The answer to the question "how much space does a null value take" is: no space at all - at least not in the "data" area.
For each nullable column in the table there is one bit in the row header that marks the column value as null (or not null). So the "space" that the null values takes is already present in the row header - regardless whether the column is null or not.
Thus the null "value" does not occupy any space in the data block storing the row.
This is documented in the manual: http://www.postgresql.org/docs/current/static/storage-page-layout.html
Postgres will not store long string values (xml, varchar, text, json, ...) in the actual data block if it exceeds a certain threshold (about 2000 bytes). If the value is longer than that, it will be stored in a special storage area "away" from your actual data. So splitting up the table into two tables with a 1:1 relationship doesn't really by you that much. Unless you are storing a lot of rows (hundreds of millions), I doubt you will be able to notice the difference - but this also depends on your usage patterns.
The data that is stored "out-of-line" is also automatically compressed.

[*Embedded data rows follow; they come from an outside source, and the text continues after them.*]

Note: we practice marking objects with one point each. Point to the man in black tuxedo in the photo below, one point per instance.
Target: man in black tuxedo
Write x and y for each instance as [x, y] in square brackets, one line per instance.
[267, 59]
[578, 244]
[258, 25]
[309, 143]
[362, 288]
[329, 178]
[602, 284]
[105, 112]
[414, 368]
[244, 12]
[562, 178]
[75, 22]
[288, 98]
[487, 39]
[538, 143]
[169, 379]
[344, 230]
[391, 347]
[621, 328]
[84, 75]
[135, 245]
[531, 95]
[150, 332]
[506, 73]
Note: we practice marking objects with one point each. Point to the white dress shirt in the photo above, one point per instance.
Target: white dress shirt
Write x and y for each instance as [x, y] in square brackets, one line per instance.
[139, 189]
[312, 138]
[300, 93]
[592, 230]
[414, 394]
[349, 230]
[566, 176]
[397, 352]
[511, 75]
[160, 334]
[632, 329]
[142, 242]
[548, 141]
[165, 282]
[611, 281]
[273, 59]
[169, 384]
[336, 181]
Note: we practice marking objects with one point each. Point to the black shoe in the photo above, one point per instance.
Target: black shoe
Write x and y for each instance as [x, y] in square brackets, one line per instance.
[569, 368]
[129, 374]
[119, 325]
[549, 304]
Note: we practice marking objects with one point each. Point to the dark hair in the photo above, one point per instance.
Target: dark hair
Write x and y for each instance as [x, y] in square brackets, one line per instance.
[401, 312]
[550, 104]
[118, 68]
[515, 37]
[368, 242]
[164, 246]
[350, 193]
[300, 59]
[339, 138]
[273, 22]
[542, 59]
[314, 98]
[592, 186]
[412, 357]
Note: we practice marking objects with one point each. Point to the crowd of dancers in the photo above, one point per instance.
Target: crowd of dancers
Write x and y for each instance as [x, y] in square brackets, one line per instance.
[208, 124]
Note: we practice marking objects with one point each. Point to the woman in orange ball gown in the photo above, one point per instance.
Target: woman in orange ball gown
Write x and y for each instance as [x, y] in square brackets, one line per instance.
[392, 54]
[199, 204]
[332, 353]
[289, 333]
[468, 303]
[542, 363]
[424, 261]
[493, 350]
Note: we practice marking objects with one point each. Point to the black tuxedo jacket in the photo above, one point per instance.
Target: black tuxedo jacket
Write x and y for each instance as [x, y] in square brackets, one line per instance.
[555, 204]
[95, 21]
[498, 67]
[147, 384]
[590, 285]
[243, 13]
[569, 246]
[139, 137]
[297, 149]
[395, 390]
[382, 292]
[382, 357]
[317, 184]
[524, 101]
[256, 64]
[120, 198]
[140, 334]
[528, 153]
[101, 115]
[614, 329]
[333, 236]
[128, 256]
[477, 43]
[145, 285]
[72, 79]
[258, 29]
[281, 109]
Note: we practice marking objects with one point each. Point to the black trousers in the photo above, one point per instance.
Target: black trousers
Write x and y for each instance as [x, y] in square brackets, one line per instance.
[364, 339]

Details about this can be found in the manual: http://www.postgresql.org/docs/current/static/storage-toast.html
One reason why the separate table might be an advantage is the necessary "vacuum" cleanup. If you update the XML data a lot but the rest of the table hardly ever changes, then splitting this up in two tables might improve the overall performance because "XML table" will need less "maintenance" and the "main" table won't be changed at all.